Say this, not this: the physio copy table
This is the table I use when I rewrite a clinic's site. The left column is the copy that draws a warning. The right column says the same thing in a way that stays compliant and still moves a reader toward booking. The bad examples are labelled clearly and must not be published.
| Do not publish this | Say this instead |
|---|---|
| "We fix your back pain for good." | "We assess and manage back pain, and explain what your recovery may involve." |
| "Dry needling cures sciatica." | "Dry needling is one of the techniques we may use as part of a treatment plan." |
| "Melbourne's best physio. Number one for results." | "An experienced physiotherapy team with 12 years treating sports and spinal injuries." |
| Embedded Google reviews widget with five-star patient quotes. | A plain description of your services, your qualifications, and how a first visit works. |
| "Free first appointment!" with no terms. | "Free 15-minute initial assessment for new patients until 31 August. Terms apply, see our offers page." |
| "Everyone needs monthly maintenance treatments." | "We will recommend a review only if your assessment shows it is needed." |
The pattern is the same every time. Swap the promise for a process. Swap the superlative for a checkable fact. Swap the borrowed patient quote for your own honest description.

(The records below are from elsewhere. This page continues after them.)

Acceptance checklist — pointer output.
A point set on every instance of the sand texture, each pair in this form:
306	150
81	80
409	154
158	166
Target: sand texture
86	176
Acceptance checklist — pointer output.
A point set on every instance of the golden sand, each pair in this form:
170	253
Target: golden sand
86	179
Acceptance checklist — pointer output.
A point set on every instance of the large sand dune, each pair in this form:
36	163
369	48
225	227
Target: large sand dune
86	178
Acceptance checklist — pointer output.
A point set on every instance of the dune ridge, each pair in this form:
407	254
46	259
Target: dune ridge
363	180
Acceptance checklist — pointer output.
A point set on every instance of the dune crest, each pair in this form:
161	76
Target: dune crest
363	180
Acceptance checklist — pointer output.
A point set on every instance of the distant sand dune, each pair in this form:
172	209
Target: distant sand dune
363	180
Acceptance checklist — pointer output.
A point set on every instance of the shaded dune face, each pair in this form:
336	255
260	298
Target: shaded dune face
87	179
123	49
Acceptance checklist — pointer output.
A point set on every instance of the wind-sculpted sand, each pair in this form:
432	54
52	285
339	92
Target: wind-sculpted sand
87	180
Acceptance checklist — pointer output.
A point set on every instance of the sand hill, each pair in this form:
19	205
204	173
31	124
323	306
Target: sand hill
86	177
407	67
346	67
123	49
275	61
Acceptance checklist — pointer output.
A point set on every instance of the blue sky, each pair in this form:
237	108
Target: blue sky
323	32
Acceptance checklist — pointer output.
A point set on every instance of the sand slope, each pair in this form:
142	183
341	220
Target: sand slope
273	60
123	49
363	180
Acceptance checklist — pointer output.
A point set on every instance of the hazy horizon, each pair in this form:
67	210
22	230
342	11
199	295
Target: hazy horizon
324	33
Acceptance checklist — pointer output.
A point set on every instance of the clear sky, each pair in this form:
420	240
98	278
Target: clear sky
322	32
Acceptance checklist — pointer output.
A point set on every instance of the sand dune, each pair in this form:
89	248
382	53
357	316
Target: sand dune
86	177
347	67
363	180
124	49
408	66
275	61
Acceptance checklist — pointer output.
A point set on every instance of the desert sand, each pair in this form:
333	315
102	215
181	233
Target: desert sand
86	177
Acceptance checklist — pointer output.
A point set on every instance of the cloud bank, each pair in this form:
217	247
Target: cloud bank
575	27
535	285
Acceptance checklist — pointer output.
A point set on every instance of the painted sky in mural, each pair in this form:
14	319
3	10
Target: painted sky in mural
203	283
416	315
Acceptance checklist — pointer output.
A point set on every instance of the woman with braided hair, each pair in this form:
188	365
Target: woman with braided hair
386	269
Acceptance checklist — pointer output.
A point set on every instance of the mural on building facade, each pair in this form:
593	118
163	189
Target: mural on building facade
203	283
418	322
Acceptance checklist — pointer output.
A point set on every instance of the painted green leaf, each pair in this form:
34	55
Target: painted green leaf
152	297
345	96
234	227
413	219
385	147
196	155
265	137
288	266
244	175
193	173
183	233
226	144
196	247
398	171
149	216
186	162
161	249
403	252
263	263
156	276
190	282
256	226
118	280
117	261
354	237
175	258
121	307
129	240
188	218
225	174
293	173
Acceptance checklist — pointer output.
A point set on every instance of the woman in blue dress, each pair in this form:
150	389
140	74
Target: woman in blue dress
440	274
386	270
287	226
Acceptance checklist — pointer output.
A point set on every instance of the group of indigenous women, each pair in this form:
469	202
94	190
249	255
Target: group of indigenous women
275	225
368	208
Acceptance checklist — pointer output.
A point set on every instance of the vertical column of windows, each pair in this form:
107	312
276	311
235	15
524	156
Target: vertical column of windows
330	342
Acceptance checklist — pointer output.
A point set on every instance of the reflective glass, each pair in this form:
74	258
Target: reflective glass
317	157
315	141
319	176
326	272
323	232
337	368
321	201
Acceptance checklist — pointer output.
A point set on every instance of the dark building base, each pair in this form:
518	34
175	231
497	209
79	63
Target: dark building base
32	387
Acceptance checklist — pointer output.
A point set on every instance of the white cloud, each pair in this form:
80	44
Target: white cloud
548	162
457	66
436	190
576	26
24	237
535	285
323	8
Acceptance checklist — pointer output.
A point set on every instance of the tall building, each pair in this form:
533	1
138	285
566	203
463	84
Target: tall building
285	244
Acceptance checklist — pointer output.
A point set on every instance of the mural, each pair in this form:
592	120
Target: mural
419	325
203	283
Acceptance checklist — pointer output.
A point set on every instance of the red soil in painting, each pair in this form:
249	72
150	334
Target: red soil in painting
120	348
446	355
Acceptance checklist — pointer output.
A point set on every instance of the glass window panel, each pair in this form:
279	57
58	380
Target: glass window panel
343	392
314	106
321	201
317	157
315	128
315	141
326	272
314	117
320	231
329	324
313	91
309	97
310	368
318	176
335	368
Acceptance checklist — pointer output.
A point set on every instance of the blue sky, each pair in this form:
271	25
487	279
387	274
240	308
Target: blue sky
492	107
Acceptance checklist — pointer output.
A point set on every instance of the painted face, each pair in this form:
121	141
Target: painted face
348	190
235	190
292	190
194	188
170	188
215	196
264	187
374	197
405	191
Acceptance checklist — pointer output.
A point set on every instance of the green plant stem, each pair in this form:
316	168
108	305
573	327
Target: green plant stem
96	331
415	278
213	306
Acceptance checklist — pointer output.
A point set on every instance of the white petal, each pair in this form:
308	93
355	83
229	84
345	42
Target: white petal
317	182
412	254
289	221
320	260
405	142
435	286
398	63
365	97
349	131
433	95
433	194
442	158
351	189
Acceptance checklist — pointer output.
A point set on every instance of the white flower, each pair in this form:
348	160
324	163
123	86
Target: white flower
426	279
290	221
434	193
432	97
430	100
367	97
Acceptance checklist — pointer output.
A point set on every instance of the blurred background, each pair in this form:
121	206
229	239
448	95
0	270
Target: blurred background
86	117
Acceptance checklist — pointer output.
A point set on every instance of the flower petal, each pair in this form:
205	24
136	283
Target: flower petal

Can physios advertise a free or discounted first visit?
Yes, with a condition. Section 133 allows a gift, discount, or inducement only if the advertisement also states the terms and conditions of the offer. A "free first visit" banner with no terms breaches the rule. The same offer with a clear expiry date, who qualifies, and what is included is fine.

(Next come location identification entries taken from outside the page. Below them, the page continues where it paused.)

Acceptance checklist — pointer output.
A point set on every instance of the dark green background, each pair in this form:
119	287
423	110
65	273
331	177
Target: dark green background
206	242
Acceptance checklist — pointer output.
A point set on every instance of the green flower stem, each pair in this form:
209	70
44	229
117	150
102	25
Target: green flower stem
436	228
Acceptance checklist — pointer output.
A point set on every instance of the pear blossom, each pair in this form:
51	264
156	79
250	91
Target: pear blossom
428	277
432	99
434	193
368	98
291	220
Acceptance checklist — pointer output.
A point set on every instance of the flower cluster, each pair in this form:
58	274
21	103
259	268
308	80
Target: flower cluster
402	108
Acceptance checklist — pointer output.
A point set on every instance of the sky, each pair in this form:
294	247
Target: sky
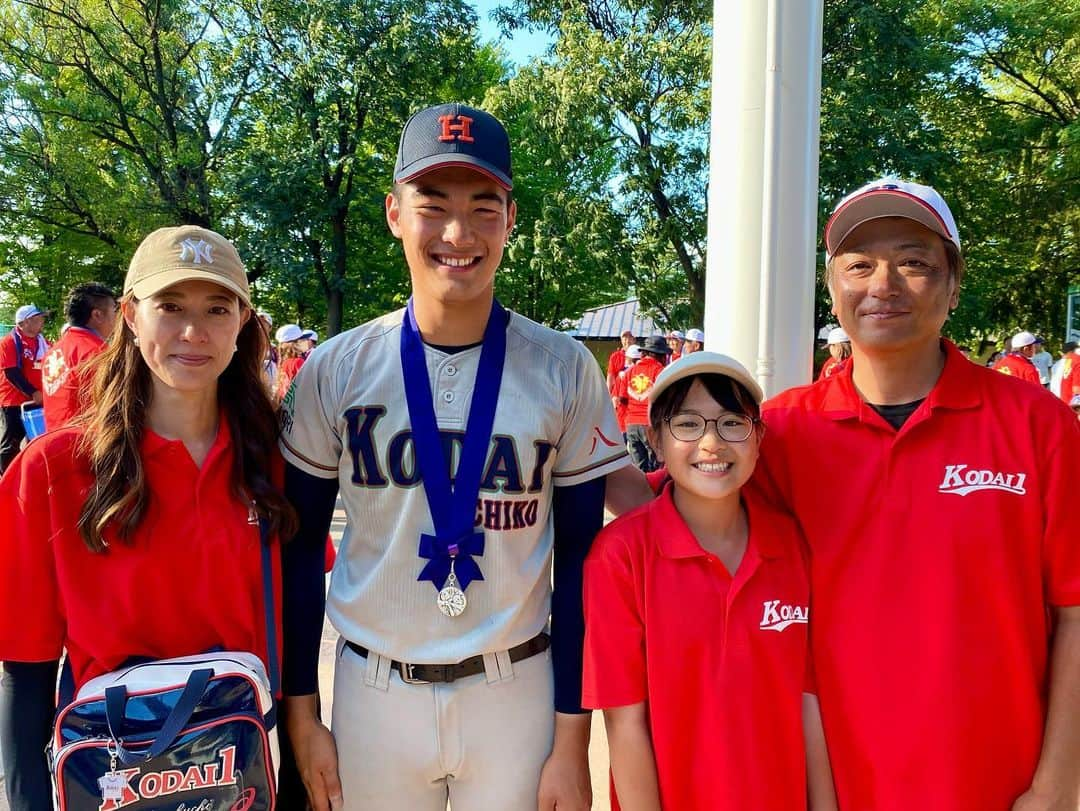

There is a second thing to watch. An offer must not push people toward care they do not need. A deep discount tied to a long treatment package can read as encouraging unnecessary use of a health service, which section 133 also prohibits. Keep any offer clear, time-limited, and honest, and you stay on the right side of both rules.
What to do if AHPRA contacts you
A notification is not a disaster, but it is a deadline. It usually names the advertising at issue and asks you to correct it by a set date.
The best move is to act quickly and check everything. Review your whole website, your social profiles, your Google listing, and any directory pages, not only the one page named. Remove the testimonials, drop the unsupported claims, and reframe the outcome promises. A court can order a penalty of up to 5,000 dollars for an individual and 10,000 dollars for a body corporate for each offence under section 133. Most cases never get near that. The majority of practitioners who correct their advertising after the first contact avoid any further action.
The smarter move is to never get the notification. A compliance and search audit reads your site the way a regulator would, flags every claim that carries risk, and shows you the compliant version before anyone else spots it. For the wider picture, start with the AHPRA advertising guidelines for 2026, and see how the same rules play out in a related field in my post on AHPRA advertising for chiropractors.
This is general information for physiotherapists and their marketing teams. It is not legal advice. The AHPRA advertising guidelines, the Physiotherapy Board's guidance, and the National Law are updated from time to time. Check the current versions on the AHPRA and Physiotherapy Board websites, and get formal advice for high-stakes decisions.